- The Spectacular Scarlet Spider #1, November 1995. Art by Sal Buscema.

Publication information
- Publisher: Marvel Comics
- Schedule: Monthly
- Format: Limited series
- Publication date: Nov. 1995 - Dec. 1995
- No. of issues: 2
- Main character: Spider-Man

Creative team
- Written by: Todd DeZago
- Penciller: Sal Buscema

= The Spectacular Scarlet Spider =

The Spectacular Scarlet Spider is a short-lived comic book series starring Ben Reilly as the Scarlet Spider.
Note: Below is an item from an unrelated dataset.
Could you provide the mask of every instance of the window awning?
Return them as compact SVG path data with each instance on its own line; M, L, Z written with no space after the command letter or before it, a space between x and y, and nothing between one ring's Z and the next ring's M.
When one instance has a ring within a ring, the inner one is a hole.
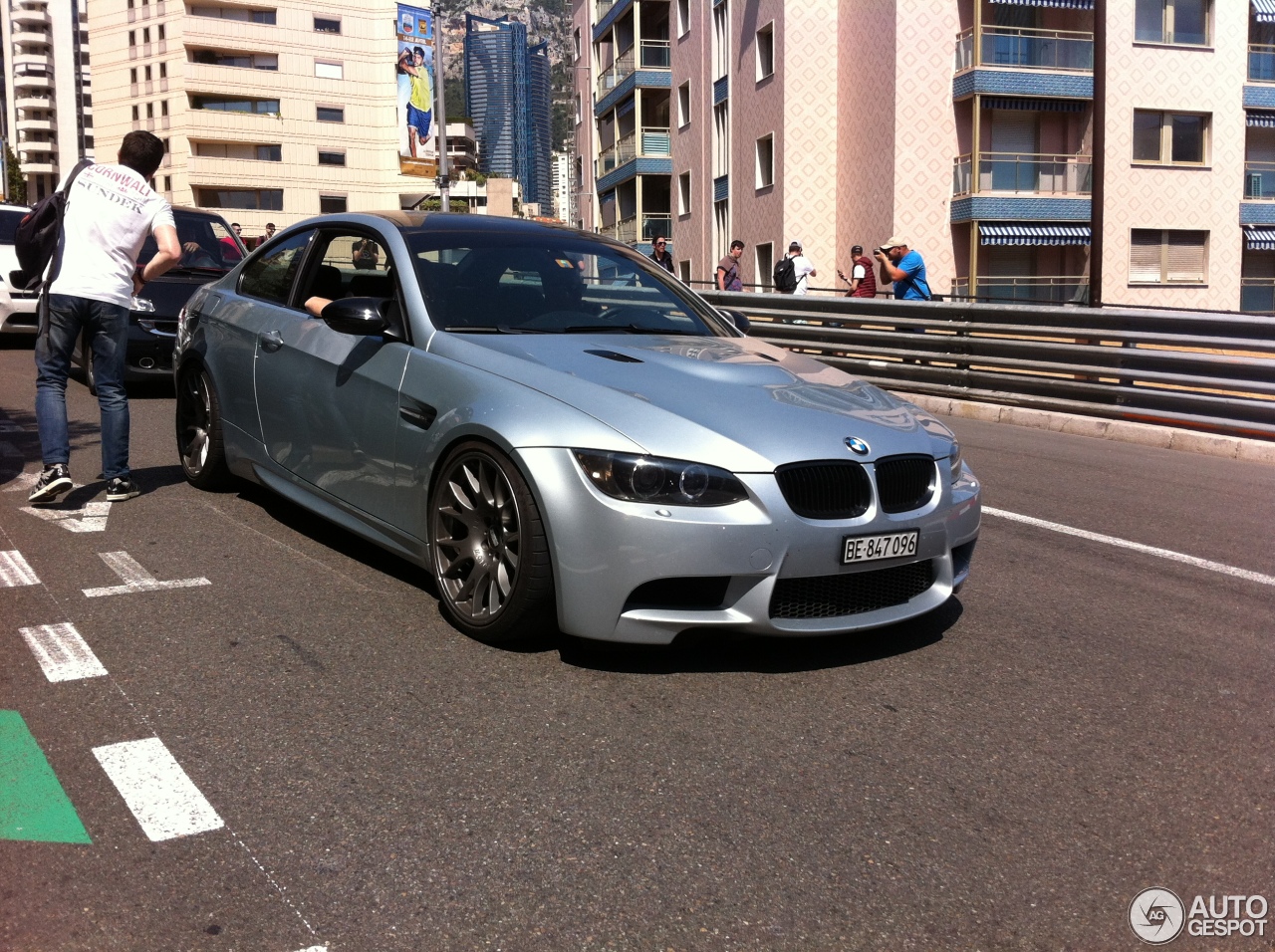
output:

The series was published by Marvel Comics for four issues in November and December 1995 in between The Spectacular Spider-Man issues 229 and 230. During this time, all four primary Spider-Man series and his quarterly series were paused and briefly replaced by Scarlet Spider counterparts; the others being Web of Scarlet Spider, The Amazing Scarlet Spider, Scarlet Spider, and Scarlet Spider Unlimited.

The five series were instituted as part of the Clone Saga after when Peter Parker gave up being Spider-Man to retire with his pregnant wife Mary Jane, and the Scarlet Spider took on his duties. Spectacular (along with Amazing, Spider-Man and Unlimited) returned to its old name and numbering when Ben Reilly left the Scarlet Spider identity behind and took on the Spider-Man name for himself.

The Scarlet Spider books were direct continuations, in terms of creative teams and story lines, of their Spider-Man counterparts. They were effectively temporary renamings of their counterparts, other than not being incorporated into their issue numbering. The writer of the two issues was Todd DeZago and the penciller was Sal Buscema.

The first issue is notable for being the first appearance of Override.

Both issues are collected in Spider-Man: The Complete Ben Reilly Epic Book 1.